India: Version 1.27 billion

Chidanand Rajghatta, Times of India, July 16, 2015

Washington: India is jostling its way towards becoming the most populous country in the world. At 5pm on July 11, World Population Day this year, the Republic clocked in at 1.27 billion, give or take a couple million, accounting for 17.5% of global population. Most projections indicate that with 1.63 billion people by 2050, India will have surpassed China as the world’s most populous country. The numbers will peak at 1.71 billion people in 2060 before they start to recede, but India will remain the most populous country going into 2100.

It’s hard to imagine Chandni Chowk or Chowringhee or Chembur being more crowded than they already are, but that is going to happen. We are going to be packed in tight, with very little elbow room. Here’s one sense of how we’ll be breathing down each other’s neck: India has four times the population of the United States (320 million) in one-fourth the space that is, four Indias can fit into the United States. So essentially, an Indian has 1/16th of an American’s geographical space.

Small wonder most Indians find America vast and untenanted.

Levity aside, something’s got to give. Many smaller countries–Singapore and Bahrain, Netherlands and South Korea among them–have greater population density than India. But it is easier to manage resources when you are in the millions. Our billion and half is a half billion too many.

India’s geographic size is relatively modest. It is only the seventh largest country in the world in area terms; and it is half the size of the sixth-largest nation, Australia. This will ensure that aside from sheer numbers, India will remain the most densely-packed large country in the world.

The strain on resources will be tremendous. We may find the wherewithal to feed our people through higher per capita yield or acreage production with land that is both fecund and fertile, but take something like automobiles. If India, with one-fourth the US land mass, reaches anywhere near American vehicular saturation (254 million cars and trucks for 320 million population), we are toast. With 50 million vehicles, our cities are already groaning in bumper-to-bumper misery; imagine a billion, or even 500 million, vehicles. Our traffic snarls will be not just miles long, but days long.

Could de-population through emigration provide a way out? After all, foreigners have streamed into India for millennia and have been absorbed into the lifeblood of the subcontinent to the extent that even DNA tests can’t divine anything more than the fact that we are of mixed stock. So why shouldn’t Indians be heading outwards in greater numbers, helped by government-negotiated policies that allow for organised and orderly work-related emigration in a manner that will be economically viable and beneficial to all?

Already, some countries are beginning to realise this and are formulating policies to attract diverse immigrants. The US, UK and France are among the countries whose populations are expected to increase by at least 25% by 2100, much of it fuelled by immigration. Canada and Australia, two of the largest but most underpopulated countries on earth, with density less than 1/100th of India’s, are following the example of the US and UK. Both have the capacity to absorb a lot more. But India has never made emigration a part of its negotiating agenda with any country, save sketchily with the US over work visas.

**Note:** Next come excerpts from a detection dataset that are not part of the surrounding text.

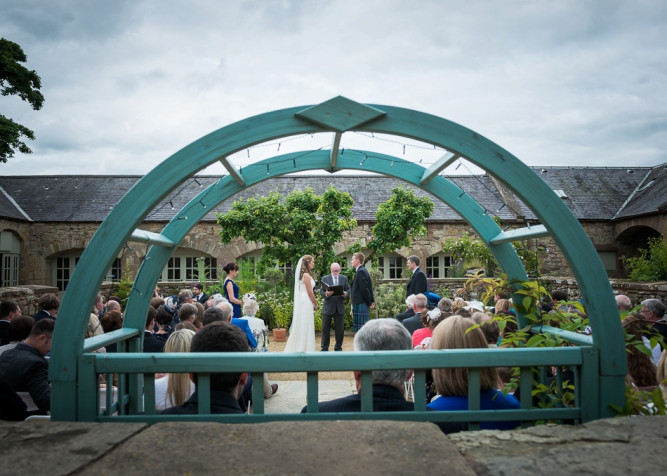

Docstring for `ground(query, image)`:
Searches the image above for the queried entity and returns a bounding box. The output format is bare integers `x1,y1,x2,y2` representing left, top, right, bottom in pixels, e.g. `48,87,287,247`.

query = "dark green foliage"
622,237,667,281
217,187,357,276
367,187,433,259
0,38,44,162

Of course, some countries hold little attraction for Indians, and some others are still locked in a nativist time-warp. Russia’s population will drop from its current 142 million to 111 million, and Japan’s from 125 million to 91 million by 2100. In fact (this is no joke), Japan will sell more geriatric diapers than baby diapers by 2020, a sorry tale of its aging population. Both countries need urgent infusion of young, working age population that fertility incentives–of the kind France encouraged–alone cannot fix.

Talk of emigration fires up both nativists and hypernationalists at home and racial purists and anti-immigration forces in countries that receive immigrants. But that is one way to not only arrive at a more level playing field in terms of trade (human resources and skills being one aspect of trade and commerce) but also arrest declining demographics and faltering economy, while ensuring access to resources. If Germany can do it, so can many others.

India, with its diverse and plural population, is already the motherlode of modern migration with a diaspora estimated at 30 million worldwide. From farming in South America and Africa to entrepreneurship and academia in the US, to cheese-making in Europe, Indians have been one of the great migratory forces in the 20th century.

But New Delhi needs to facilitate emigration of 300 million or more, not just 30 million, to allow itself some breathing space and gain greater global heft. It has to be in a formulation that constitutes a win-win to both giver and receiver. Already, it is accepted that fears of a brain drain were overblown. India has benefited more on account of its emigrating population. Emigration may yet be seen as an act of patriotism that carries the syncretic ethos of India worldwide.

This need not be a one-way traffic. If other countries can let many Little Indias bloom, India too can offer many Best Exotic Marigold welcomes, not just to geriatric populations but also to young adventurers. In 2015, cross-country involves traversing the globe–in all directions.